I am using an RTX 4090 GPU. To address the issue of insufficient memory, I modified the following function, but the memory shortage problem persists.

    def cat_tensors_to_optimizer(self, tensors_dict):
        optimizable_tensors = {}
        for group in self.optimizer.param_groups:
            assert len(group["params"]) == 1
            extension_tensor = tensors_dict[group["name"]]
            stored_state = self.optimizer.state.get(group['params'][0], None)
            if stored_state is not None:
                torch.cuda.empty_cache()
                new_params = torch.cat((group["params"][0], extension_tensor), dim=0)
                stored_state["exp_avg"] = torch.cat((stored_state["exp_avg"], torch.zeros_like(extension_tensor)), dim=0)
                stored_state["exp_avg_sq"] = torch.cat((stored_state["exp_avg_sq"], torch.zeros_like(extension_tensor)), dim=0)
                del self.optimizer.state[group['params'][0]]
                group["params"][0] = nn.Parameter(new_params.requires_grad_(True))
                self.optimizer.state[group['params'][0]] = stored_state
                optimizable_tensors[group["name"]] = group["params"][0]
            else:
                torch.cuda.empty_cache()
                group["params"][0] = nn.Parameter(torch.cat((group["params"][0], extension_tensor), dim=0).requires_grad_(True))
                optimizable_tensors[group["name"]] = group["params"][0]
            torch.cuda.empty_cache()
        return optimizable_tensors

I look forward to your further guidance. Thank you very much.

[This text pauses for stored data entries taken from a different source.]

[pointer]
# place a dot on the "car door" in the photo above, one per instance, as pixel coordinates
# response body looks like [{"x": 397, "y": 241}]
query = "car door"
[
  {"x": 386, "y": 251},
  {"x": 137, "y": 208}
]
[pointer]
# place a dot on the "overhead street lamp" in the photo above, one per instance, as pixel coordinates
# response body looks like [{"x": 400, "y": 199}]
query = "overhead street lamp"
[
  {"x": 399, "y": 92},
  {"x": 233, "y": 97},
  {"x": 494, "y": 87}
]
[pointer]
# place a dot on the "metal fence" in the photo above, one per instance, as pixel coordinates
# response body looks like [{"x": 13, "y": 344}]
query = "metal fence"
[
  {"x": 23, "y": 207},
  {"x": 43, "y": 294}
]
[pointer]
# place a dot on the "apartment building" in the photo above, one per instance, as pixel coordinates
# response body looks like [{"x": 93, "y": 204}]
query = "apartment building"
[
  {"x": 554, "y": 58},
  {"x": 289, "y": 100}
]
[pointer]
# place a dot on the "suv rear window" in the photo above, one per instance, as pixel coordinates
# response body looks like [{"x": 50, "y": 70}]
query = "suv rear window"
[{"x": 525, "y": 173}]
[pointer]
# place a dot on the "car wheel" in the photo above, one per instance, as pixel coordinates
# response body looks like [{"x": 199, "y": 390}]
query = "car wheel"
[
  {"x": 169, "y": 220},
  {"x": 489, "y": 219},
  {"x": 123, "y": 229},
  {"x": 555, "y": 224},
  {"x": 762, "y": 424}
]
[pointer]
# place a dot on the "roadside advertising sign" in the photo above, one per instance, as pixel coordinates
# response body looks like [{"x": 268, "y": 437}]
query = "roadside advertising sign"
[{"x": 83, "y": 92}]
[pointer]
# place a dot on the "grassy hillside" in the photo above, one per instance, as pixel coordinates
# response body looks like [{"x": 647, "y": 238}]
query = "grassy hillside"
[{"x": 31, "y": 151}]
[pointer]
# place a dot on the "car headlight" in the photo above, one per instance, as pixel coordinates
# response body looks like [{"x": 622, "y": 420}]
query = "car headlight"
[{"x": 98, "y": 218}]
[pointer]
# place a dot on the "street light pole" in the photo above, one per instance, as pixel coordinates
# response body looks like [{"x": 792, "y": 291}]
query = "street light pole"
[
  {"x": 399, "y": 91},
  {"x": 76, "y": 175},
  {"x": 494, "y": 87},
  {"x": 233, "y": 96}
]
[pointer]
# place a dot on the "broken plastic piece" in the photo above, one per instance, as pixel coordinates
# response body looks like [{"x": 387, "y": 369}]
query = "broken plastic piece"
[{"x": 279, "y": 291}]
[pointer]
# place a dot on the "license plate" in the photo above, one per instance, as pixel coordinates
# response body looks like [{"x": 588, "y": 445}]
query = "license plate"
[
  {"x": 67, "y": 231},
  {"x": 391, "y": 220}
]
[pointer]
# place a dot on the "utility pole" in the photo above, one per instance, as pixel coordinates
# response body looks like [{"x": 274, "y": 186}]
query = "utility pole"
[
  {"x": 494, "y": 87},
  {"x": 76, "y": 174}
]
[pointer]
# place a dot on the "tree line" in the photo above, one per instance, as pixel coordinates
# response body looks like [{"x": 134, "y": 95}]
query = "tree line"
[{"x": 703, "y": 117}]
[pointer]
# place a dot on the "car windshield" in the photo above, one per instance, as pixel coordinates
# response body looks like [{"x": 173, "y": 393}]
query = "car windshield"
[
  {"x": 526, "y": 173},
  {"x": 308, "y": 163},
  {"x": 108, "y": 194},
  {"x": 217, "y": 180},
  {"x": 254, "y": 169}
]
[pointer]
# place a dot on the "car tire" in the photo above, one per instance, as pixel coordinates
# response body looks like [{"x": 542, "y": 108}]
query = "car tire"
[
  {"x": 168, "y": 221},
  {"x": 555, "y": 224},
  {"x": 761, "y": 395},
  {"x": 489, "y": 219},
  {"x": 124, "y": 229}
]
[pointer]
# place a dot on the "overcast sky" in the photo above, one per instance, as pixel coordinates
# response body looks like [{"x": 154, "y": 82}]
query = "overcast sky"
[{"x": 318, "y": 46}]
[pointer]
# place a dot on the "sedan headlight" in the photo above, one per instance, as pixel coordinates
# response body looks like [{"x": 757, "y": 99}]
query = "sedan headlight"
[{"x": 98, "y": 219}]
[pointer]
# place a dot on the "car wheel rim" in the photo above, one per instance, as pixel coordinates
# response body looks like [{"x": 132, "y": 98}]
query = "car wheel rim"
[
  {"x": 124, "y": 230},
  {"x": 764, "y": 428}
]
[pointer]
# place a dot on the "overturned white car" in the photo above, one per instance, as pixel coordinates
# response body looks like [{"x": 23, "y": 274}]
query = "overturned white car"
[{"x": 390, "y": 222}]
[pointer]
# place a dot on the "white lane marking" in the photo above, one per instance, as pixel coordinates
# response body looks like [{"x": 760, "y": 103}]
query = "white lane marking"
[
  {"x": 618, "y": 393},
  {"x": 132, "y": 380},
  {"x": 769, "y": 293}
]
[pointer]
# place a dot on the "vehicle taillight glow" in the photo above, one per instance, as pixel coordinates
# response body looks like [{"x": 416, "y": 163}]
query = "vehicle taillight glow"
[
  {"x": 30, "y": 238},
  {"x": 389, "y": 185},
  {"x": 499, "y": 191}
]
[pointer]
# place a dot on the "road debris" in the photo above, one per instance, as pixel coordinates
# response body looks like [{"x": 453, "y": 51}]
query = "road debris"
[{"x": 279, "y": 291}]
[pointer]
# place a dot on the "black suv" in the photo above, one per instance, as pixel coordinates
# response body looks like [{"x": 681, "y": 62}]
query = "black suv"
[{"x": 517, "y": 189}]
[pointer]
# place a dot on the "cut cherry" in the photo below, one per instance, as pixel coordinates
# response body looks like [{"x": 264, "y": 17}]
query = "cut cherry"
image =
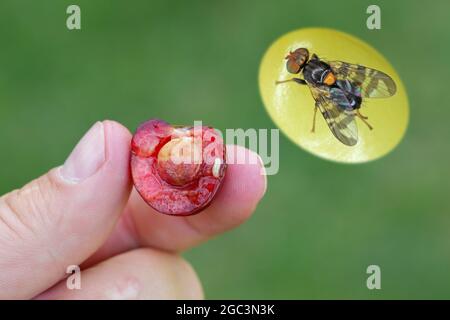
[{"x": 177, "y": 170}]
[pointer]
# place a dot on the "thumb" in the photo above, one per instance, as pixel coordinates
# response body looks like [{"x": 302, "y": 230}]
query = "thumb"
[{"x": 63, "y": 217}]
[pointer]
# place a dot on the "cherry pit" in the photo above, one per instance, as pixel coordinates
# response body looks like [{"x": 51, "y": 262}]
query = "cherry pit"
[{"x": 177, "y": 170}]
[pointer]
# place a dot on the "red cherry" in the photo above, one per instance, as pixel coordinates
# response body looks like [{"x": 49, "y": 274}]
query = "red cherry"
[{"x": 177, "y": 170}]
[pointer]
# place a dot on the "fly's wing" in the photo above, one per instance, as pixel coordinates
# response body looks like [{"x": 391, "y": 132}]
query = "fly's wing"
[
  {"x": 372, "y": 83},
  {"x": 341, "y": 121}
]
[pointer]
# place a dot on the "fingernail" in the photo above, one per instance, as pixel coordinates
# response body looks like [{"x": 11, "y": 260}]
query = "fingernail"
[
  {"x": 87, "y": 157},
  {"x": 263, "y": 172}
]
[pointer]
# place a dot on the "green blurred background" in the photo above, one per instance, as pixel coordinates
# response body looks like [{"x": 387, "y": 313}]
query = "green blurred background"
[{"x": 320, "y": 224}]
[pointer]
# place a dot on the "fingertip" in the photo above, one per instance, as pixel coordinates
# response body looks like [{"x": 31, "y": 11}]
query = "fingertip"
[{"x": 245, "y": 179}]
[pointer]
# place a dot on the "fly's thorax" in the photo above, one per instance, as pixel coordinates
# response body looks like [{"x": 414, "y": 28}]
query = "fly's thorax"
[{"x": 318, "y": 72}]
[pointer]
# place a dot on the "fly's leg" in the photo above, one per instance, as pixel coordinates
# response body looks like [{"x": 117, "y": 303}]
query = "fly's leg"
[
  {"x": 314, "y": 118},
  {"x": 361, "y": 116},
  {"x": 364, "y": 119},
  {"x": 299, "y": 81}
]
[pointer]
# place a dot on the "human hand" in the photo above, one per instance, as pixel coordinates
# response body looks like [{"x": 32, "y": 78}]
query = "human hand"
[{"x": 86, "y": 213}]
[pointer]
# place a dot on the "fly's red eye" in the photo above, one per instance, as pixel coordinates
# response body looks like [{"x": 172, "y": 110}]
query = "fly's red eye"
[{"x": 292, "y": 66}]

xi-zc commented 2 weeks ago

The previous issue has been resolved. The cause of the out-of-memory problem was the continuous increase in the number of Gaussian kernels, which exceeded 3,000,000 by iteration 3000, resulting in insufficient GPU memory. I have addressed this by modifying the densify_grad_threshold to 0.35, thereby limiting the number of Gaussian kernels to 1,000,000. Could you please provide information on the parameters you used in RT-4DGS, including flow_thresh, flow_weight, and other settings in config/dynerf/.yaml? Additionally, have there been any modifications to the optimizer or scheduler? I appreciate your guidance and assistance.